Reputation: 1206
To organize my controllers, I would like to sort them in folders. For example, I have an admin panel that utilizes many controllers that I don't want mixed up with the other controllers. I moved those controllers in a folder in my /controllers directory.
So my structure looks like this:
controllers /
BaseController.php
HomeController.php
admin /
AdminController.php
Now my admin controller looks like this:
namespace Admin;
class AdminController extends \BaseController {
public function getHome() {
return \View::make('admin.home');
}
}
Then I can do a grouped route for my admin panel:
Route::group(['namespace' => 'Admin'], function() {
Route::get('admin', ['as' => 'admin', 'uses' => 'AdminController@getHome']);
});
There's absolutely nothing wrong with this however, I find it a nuisance having to namespace every class in these controllers using \
. Is there I way I can eliminate the use of having to namespace every class in these controllers under admin? For example, I don't want to type \View::make()
, I want to have View::make()
.
Upvotes: 1
Views: 3069
Reputation: 7578
Looks like you want your controller classes to still be in the global namespace but want the ability to organize them into folders.

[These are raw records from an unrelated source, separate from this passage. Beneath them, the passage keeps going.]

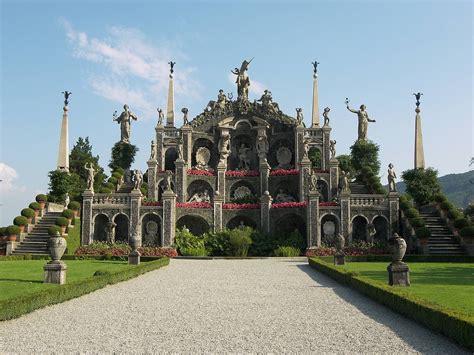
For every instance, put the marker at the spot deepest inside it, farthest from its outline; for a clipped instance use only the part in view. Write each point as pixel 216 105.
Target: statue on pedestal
pixel 363 121
pixel 125 120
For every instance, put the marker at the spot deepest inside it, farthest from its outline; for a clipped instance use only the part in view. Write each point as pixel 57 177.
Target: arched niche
pixel 100 227
pixel 121 228
pixel 196 224
pixel 151 230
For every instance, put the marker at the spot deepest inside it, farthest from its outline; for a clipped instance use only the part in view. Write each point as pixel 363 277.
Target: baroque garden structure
pixel 240 163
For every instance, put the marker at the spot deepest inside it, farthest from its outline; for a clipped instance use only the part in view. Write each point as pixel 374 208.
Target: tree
pixel 365 154
pixel 422 184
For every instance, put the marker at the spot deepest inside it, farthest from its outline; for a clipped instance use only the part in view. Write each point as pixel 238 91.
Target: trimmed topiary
pixel 41 198
pixel 35 206
pixel 28 212
pixel 62 222
pixel 423 233
pixel 20 221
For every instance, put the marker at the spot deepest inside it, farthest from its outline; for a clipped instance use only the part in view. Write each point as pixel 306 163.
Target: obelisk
pixel 419 153
pixel 170 107
pixel 63 154
pixel 315 113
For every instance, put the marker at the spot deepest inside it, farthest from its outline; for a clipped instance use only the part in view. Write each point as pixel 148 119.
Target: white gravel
pixel 266 305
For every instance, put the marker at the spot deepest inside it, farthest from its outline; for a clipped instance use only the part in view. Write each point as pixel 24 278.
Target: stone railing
pixel 111 199
pixel 369 200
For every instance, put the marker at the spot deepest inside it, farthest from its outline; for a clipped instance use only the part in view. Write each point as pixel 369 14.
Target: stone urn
pixel 398 248
pixel 57 246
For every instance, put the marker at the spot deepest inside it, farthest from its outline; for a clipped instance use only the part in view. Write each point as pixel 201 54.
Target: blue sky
pixel 108 54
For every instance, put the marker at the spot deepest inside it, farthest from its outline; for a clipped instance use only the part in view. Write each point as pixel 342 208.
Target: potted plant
pixel 62 222
pixel 12 232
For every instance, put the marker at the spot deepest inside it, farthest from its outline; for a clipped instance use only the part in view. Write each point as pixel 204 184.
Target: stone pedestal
pixel 339 259
pixel 398 274
pixel 55 272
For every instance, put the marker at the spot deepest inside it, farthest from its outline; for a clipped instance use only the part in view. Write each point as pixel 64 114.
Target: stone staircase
pixel 36 242
pixel 442 241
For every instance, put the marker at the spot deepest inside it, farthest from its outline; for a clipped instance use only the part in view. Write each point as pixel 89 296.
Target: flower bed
pixel 282 172
pixel 241 173
pixel 240 206
pixel 289 204
pixel 197 172
pixel 193 205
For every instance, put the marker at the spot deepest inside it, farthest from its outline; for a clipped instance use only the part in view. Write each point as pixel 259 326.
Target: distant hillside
pixel 459 188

If you look in your composer.json
, you'll see that the default controllers folder is autoloaded by "classmap" to the folder directly. So you may add additional folders to the list. Like this:
"autoload": {
"classmap": [
"app/commands",
"app/controllers",
"app/controllers/admin", <-- additional folders
"app/models",
"app/database/migrations",
"app/database/seeds",
]
},
Notice that I added "app/controllers/admin"
into the classmap
array. You can add as many as you want. Then do a composer dump-autoload
.
Another way of doing the same approach is to modify your app/start/global.php
:
ClassLoader::addDirectories(array(
app_path().'/commands',
app_path().'/controllers',
app_path().'/controllers/admin', // additional folders
app_path().'/models',
app_path().'/helpers',
app_path().'/database/seeds',
));
AFAIK, this gives the same effect as modifying composer.json
file, with exception that you do not need to do any composer
commands after adding a new path.
Note that the whole answer above will work well if you do not expect your code to grow considerably larger. Imagine having to maintain tens of controller folders this way, also the risk of class names clashing.